The three-character code of ‘ACF’ (based on the aforementioned name of Antillean French Creole) was bestowed upon the Saint Lucian Kwéyòl by SIL International (formerly known as the Summer Institute of Linguistics); this was done in conjunction with the ISO (International Organization for Standardization) (SIL, 2021). The SIL has had an extensive relationship with Saint Lucia and the study of this language. The SIL worked with the Saint Lucian government to publish one of few official dictionaries for the language and used this to aid with the translation of the Christian Bible. Representatives of SIL also aided with the cataloging and publishing of other literary works (such as folktales) and assisted with the promotion of the language’s written form via creative writing workshops. David Frank was one of the main contributors to this effort, and his works provide useful insight from a formal linguistic perspective.

And yet, despite SIL’s recognition of this language’s uniqueness (including their Saint Lucian Kwéyòl is not the sole user of the ACF language code. Since some believe that Saint Lucian Kwéyòl shares a high degree of mutual intelligibility with the creole from the island of Dominica, they are grouped together; thus being recognized as Antillean Creole (French) - ACF. Neither language is recognized by most modern language detection and translation tools.

Despite the existence of a language code from SIL, ACF is yet to be included in the Library of Congress’ ‘Codes for the Representation of Names of Languages’ (of Congress, 2013). Overall, while Saint Lucian Kwéyòl is believed to be a living language, there is no definitive quantifiable modern study to confirm if the language is still spoken among the majority of the island’s inhabitants or spoken among the youth as a first language (SIL, 2021). One could deduce that this lack of quantifiable information may negatively impact modern organizations’ and institutions’ motivation to include such a language in their offerings.

In 2007, David Frank explored the ‘Sources of St.
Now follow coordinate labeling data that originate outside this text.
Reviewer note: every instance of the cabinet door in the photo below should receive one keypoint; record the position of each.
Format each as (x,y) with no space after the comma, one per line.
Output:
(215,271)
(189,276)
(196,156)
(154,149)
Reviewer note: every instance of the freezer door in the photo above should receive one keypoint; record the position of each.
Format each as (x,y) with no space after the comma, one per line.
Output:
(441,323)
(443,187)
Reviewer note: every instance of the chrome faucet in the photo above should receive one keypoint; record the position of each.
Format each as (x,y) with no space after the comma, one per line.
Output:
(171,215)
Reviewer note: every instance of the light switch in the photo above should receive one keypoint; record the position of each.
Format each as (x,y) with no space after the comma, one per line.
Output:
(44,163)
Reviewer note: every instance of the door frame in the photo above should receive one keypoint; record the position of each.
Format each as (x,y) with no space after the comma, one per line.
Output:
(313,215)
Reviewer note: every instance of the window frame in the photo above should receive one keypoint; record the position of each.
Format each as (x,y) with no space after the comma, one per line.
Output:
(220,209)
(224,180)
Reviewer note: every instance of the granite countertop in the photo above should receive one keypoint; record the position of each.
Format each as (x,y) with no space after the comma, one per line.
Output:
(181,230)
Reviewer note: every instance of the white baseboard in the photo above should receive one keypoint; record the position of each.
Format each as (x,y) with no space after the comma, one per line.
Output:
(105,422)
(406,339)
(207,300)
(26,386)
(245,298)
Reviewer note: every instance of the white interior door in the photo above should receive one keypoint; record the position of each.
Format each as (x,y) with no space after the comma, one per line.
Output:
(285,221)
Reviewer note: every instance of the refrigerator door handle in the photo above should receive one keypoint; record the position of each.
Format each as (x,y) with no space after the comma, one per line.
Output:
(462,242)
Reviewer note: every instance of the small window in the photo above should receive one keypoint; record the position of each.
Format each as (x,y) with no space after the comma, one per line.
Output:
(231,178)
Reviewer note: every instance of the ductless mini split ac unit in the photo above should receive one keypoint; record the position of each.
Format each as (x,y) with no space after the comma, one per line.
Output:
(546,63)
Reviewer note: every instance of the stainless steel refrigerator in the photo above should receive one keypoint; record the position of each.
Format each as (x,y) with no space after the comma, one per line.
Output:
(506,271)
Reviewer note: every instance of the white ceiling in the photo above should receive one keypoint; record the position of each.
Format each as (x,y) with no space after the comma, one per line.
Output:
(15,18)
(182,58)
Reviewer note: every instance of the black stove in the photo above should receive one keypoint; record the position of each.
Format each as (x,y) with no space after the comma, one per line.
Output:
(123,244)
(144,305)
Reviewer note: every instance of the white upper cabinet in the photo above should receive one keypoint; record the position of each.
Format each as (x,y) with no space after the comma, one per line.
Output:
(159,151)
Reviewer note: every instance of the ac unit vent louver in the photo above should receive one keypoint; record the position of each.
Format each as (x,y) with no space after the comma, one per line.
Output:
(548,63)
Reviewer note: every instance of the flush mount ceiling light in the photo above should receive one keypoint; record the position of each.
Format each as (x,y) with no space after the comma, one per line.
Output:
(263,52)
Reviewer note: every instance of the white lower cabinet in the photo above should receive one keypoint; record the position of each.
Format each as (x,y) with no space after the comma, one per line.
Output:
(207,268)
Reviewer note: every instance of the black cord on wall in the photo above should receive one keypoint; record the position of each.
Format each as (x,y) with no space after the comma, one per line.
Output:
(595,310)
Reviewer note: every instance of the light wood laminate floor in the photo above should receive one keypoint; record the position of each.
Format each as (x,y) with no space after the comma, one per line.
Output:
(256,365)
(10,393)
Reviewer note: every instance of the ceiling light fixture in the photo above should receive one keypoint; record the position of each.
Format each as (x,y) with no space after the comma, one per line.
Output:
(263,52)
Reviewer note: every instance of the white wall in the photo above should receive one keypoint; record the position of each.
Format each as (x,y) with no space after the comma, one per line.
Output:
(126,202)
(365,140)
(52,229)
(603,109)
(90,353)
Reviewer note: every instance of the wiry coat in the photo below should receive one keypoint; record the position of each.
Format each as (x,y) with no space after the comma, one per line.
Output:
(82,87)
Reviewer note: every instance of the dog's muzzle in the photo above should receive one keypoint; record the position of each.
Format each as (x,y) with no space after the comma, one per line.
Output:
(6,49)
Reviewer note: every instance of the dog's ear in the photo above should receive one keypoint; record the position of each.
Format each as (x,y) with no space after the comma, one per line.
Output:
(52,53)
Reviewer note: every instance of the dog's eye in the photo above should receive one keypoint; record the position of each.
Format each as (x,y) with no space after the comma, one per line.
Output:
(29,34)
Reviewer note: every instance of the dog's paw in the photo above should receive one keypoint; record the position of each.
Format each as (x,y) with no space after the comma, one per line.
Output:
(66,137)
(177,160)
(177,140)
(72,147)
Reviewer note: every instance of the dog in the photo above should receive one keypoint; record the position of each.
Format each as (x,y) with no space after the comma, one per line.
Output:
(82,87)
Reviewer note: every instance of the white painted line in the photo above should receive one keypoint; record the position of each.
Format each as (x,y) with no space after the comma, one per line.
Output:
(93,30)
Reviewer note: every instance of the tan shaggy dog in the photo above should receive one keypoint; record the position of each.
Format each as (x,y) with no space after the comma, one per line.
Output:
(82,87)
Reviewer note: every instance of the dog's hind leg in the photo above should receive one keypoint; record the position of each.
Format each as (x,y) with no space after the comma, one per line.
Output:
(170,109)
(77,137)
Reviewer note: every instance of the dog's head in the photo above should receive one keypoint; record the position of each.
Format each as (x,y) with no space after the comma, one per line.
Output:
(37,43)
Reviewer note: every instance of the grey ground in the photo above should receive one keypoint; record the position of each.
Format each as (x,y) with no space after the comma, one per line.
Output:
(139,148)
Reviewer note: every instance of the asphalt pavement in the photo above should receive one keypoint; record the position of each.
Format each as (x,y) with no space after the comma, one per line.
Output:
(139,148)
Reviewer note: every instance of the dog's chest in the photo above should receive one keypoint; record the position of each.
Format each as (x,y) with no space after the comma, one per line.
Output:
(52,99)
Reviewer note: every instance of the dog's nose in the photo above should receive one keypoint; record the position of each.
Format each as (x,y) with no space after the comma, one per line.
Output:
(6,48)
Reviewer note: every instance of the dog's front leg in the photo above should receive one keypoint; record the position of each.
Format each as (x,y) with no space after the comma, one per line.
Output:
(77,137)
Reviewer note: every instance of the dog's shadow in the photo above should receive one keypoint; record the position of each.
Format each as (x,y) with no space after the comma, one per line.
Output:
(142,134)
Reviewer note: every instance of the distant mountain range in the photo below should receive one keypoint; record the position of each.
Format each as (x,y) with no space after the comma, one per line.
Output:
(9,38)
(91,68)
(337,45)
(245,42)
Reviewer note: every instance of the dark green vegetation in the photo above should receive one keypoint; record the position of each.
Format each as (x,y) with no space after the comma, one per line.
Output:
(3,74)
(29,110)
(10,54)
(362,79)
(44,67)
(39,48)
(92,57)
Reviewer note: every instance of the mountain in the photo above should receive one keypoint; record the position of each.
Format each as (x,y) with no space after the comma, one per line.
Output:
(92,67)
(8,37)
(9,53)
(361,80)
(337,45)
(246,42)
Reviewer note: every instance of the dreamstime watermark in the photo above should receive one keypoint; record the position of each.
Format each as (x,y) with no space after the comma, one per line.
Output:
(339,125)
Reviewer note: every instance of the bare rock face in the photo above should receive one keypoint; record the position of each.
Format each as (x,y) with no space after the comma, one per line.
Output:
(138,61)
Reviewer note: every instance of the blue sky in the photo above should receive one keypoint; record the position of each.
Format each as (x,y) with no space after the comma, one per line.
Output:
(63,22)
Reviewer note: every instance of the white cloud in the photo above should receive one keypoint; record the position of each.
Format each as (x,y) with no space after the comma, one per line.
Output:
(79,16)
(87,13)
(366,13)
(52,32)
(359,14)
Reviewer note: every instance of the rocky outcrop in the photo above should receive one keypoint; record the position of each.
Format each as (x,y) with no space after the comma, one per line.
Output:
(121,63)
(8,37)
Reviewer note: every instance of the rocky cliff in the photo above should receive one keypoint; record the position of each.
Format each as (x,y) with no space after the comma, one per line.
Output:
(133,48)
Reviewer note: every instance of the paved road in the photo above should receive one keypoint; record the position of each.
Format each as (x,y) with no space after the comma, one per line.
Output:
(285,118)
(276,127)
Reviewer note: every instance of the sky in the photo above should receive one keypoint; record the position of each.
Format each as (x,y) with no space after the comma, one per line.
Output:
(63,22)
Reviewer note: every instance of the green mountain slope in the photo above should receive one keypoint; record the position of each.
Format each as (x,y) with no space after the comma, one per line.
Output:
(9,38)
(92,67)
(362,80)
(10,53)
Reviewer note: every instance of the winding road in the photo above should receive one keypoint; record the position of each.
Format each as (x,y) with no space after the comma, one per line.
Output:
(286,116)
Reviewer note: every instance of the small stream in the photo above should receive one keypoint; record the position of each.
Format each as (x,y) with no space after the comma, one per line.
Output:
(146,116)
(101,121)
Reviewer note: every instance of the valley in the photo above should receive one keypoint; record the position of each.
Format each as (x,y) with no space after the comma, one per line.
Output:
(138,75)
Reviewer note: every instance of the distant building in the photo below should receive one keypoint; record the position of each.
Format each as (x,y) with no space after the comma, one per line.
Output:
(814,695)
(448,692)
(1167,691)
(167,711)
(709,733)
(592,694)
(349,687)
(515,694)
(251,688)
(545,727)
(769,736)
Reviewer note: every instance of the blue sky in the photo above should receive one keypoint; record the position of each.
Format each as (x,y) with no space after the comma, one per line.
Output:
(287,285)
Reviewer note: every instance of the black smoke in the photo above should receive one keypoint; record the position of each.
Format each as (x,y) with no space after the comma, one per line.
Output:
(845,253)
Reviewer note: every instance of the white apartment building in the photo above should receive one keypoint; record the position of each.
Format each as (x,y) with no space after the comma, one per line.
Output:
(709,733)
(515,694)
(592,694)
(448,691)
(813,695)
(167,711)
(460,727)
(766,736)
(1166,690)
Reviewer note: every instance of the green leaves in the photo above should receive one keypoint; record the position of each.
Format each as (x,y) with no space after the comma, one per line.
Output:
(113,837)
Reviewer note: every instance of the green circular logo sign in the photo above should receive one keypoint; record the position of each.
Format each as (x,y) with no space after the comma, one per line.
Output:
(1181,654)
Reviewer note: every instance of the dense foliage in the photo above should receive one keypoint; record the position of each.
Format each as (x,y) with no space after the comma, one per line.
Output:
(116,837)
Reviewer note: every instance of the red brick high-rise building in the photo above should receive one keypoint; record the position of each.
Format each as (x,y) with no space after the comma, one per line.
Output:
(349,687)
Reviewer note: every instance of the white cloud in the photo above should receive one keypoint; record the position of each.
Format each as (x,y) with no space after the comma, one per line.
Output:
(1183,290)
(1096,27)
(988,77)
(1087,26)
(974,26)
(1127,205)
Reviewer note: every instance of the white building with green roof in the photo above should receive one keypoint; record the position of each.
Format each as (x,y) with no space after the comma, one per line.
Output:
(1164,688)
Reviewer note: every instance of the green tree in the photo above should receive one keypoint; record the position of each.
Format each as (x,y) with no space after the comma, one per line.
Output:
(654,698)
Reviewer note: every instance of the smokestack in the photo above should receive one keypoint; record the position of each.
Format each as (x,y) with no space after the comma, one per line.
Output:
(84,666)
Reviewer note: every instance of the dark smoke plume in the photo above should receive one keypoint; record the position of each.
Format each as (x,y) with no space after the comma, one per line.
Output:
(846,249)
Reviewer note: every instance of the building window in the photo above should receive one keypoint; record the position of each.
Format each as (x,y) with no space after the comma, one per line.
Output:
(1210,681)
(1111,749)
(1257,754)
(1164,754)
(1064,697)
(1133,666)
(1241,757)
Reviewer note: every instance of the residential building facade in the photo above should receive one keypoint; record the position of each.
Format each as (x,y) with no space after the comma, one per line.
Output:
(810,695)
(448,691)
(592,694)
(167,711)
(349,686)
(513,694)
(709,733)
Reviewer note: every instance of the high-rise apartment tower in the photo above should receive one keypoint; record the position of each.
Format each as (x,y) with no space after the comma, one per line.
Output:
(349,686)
Lucian Creole Vocabulary’ (Frank, 2007). He attempted to quantify the etymological composition of the language, however was unable to identify the origin of all of the vocabulary he encountered. It should be noted that Frank did include a few annotations of his attempts at addressing the issues with a vocabulary list of items of unknown origins. He suggested that some of these could indeed have a French source, but that he could not provide a precise French form that adequately matched up with the Kwéyòl equivalent (Frank, 2007). While not all words of this list would have links to the French language, ‘ankléwant’, ‘finisman’, ‘hayisans’, and ‘kléwé’, were noted as possibly having French sources. Thus the existing hypothesis is that most of the unknown words may have French sources that are yet to be revealed.

However, when dealing with creoles, it is possible to consider that a language believed to have a strong influence on a creole, a potential lexifier language, might be quantifiably less influential than expected, while substrate ‘contact’ languages seem to compete for the positions of in Recent works can be found exploring the possibility that while the established origins of Caribbean creole languages can be explained by the impact of historical events (colonialization and slavery), coupling this history with quantitative analysis may reveal more accurate findings.

As of 2019 Wiesinger, suggested that there was ‘‘[no] numerical predominance of lexical Gbe influence on Guianese (the largest creole language of French Guiana) (Jacobs & Parkvall, 2021; Wiesinger, 2019). Contrarily, the words of Gbe origin (29%), actually outnumbered those found to be related to the Bantu languages (37%) (Jacobs & Parkvall, 2021; Wiesinger, 2019); moreover, the majority of the words that were assumed to be unique to the Guianese creole language, as a result of its complex history, were actually also present in other creoles such as Haitian, Saint Lucian Creole, and Suriname Creoles’’ (Jacobs & Parkvall, 2021; Wiesinger, 2019). Jacobs built on Wiesinger’s ideas and was able to effectively argue that ‘when reconstructing linguistic history, linguistic data, rather historical, should (other things equal) receive priority and govern our thought process’ (Jacobs & Parkvall, 2021).

These works encourage others to approach an investigation of a creole language’s origins in a methodical, logical, and quantifiable manner; that one should use all available resources and technologies, rather than simply accepting all assumptions outlined in the limited previous works on these matters. Ultimately, one could suggest that perhaps some of the items on the vocabulary list of unknown origin, might also have more of an influence than expected from previously unexplored language options, such as the Bantu languages.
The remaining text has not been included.